The Erdogan government now seems anxious to find a solution that would be acceptable to both Armenia and Azerbaijan. Political observers view Monday’s separate trilateral meeting between Oskanian, Gul and Azerbaijani Foreign Minister Elmar Mamedyarov as part of that effort.

Speaking at a news conference on Tuesday, Erdogan welcomed such talks. “We hope that this process will continue and pick up speed and that we will reach a solution here as well based on the concept of win-win,” he said.

“We saw the sides had a positive approach,” the Turkish premier added. “Hope, however, is not sufficient. What is sufficient is to get results. At the moment we are in the phase of wishes. We see that they are determined to achieve results. We are saying that one should continue on this path.”
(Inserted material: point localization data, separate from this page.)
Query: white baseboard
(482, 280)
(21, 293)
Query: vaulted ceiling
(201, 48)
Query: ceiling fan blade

Oskanian confirmed that both Karabakh and the border issue were high on the agenda of the trilateral meeting. But he made it clear Turkey can not become a full-fledged mediator in the Karabakh peace talks because of its staunchly pro-Azerbaijani line. “Turkey understands very well that it can not act as a mediator because its policy is one-sided and tilted towards Azerbaijan,” he said.

In a related development, Azerbaijan’s President Ilham Aliev launched renewed verbal attacks on the Armenian side, addressing the NATO summit on Tuesday. “Azerbaijan will not compromise on its territorial integrity and sovereignty,” he said, describing the Armenian-populated territory as a “constant threat to security and stability in the South Caucasus.”